Krisis
Kepercayaan
James
Luhulima ; Wartawan
Senior Kompas
|
KOMPAS,
01 Maret 2014
AKHIR-akhir
ini, soal kekhawatiran pada pelemahan Komisi Pemberantasan Korupsi mulai disuarakan
kembali. Kekhawatiran itu berawal dari dimulainya pembahasan Rancangan
Undang-Undang Kitab Undang-Undang Hukum Acara Pidana dan RUU Kitab
Undang-Undang Hukum Pidana oleh pemerintah dan DPR.
Dalam naskah
akademik RUU KUHAP yang dipersiapkan Tim Revisi KUHAP yang dipimpin Andi
Hamzah, Guru Besar Ilmu Hukum Pidana di Universitas Trisakti, Jakarta, April
2008, disebutkan, penyadapan dilakukan atas perintah tertulis dari penyidik
setelah mendapatkan izin dari hakim komisaris. Dengan demikian, tidak ada
kecuali, KPK pun melakukan penyadapan harus dengan izin hakim komisaris.

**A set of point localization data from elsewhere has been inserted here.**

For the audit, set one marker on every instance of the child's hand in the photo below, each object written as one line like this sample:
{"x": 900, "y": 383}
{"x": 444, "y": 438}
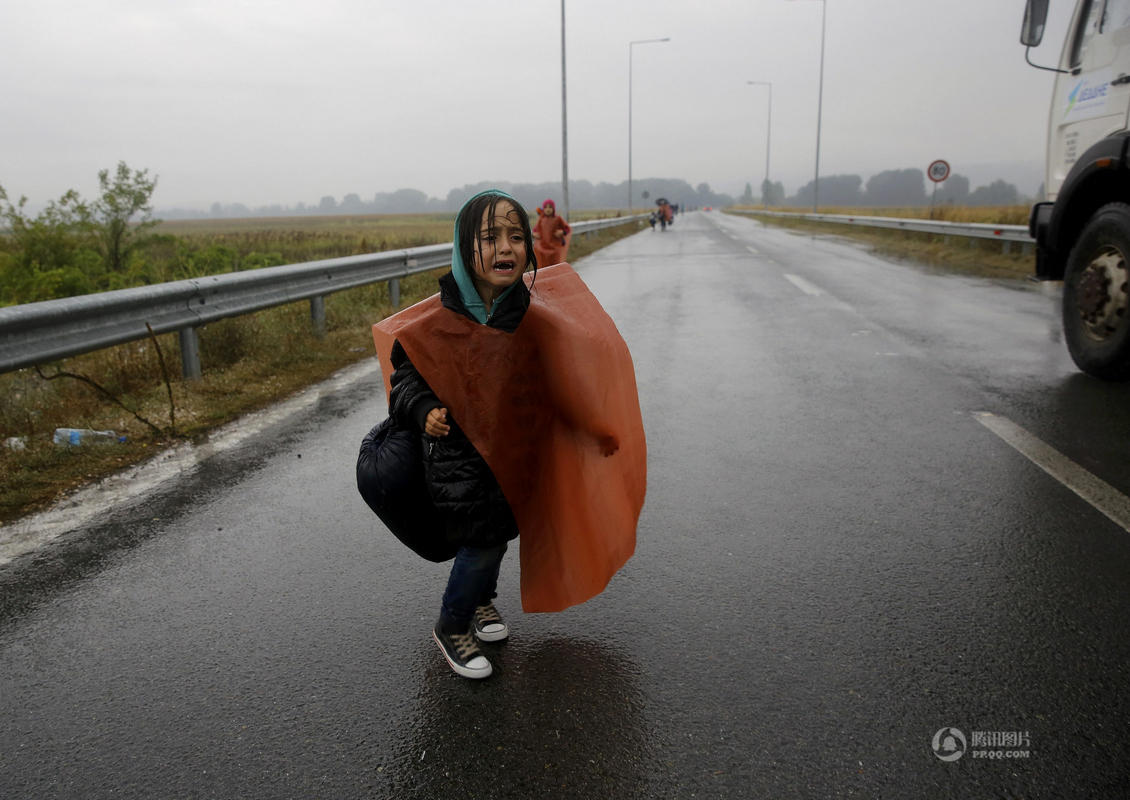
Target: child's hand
{"x": 436, "y": 423}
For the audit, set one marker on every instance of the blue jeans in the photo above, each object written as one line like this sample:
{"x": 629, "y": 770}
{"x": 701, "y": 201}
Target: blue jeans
{"x": 472, "y": 583}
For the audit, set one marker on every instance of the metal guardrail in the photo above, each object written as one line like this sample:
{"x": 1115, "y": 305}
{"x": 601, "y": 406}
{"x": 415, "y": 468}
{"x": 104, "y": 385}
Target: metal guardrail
{"x": 38, "y": 332}
{"x": 1007, "y": 234}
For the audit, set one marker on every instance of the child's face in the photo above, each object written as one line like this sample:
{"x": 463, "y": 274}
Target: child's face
{"x": 502, "y": 244}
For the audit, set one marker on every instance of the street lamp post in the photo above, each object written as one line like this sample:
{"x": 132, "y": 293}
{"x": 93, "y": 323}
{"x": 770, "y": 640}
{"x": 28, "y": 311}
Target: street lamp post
{"x": 631, "y": 45}
{"x": 768, "y": 131}
{"x": 819, "y": 111}
{"x": 564, "y": 127}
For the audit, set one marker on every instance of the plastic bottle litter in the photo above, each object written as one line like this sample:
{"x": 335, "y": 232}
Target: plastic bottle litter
{"x": 75, "y": 436}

Hakim komisaris adalah hakim pemeriksa pendahuluan.
Ketua KPK
Abraham Samad keberatan dengan ketentuan penyadapan hanya dapat dilakukan
apabila ada izin dari hakim komisioner. Penyadapan dengan izin hakim
komisioner itu, menurut Abraham Samad, akan melemahkan lembaga yang kini
dipimpinnya.
Andi Hamzah,
saat dikonfirmasi, mengatakan belum membaca naskah akademik yang
ditandatanganinya. Namun, ia merasa kalimat ”tidak ada kecuali” sudah tidak
ada lagi dalam naskah itu. ”Tetapi,
nanti bisa dibicarakan di DPR bahwa KPK itu diatur dengan undang-undang
tersendiri.”
Masalah
kekhususan tersebut diatur dalam revisi KUHAP Pasal 3 Ayat (2), yang
memperbolehkan undang-undang hukum pidana di luar KUHP mengatur beberapa
ketentuan hukum acara pidana sendiri yang menyimpang dari KUHAP. Kewenangan
ini mencakup kewenangan penyadapan untuk kepentingan penyelidikan dugaan
korupsi.
Hal senada juga
ditegaskan Menteri Hukum dan Hak Asasi Manusia Amir Syamsuddin. Ia
mengatakan, pemerintah tidak memiliki niat apa pun untuk melemahkan KPK. RUU
KUHAP dan RUU KUHP merupakan ketentuan umum (lex generalis) sehingga tidak menghilangkan kewenangan KPK untuk
melakukan penyelidikan, penyidikan, dan penuntutan.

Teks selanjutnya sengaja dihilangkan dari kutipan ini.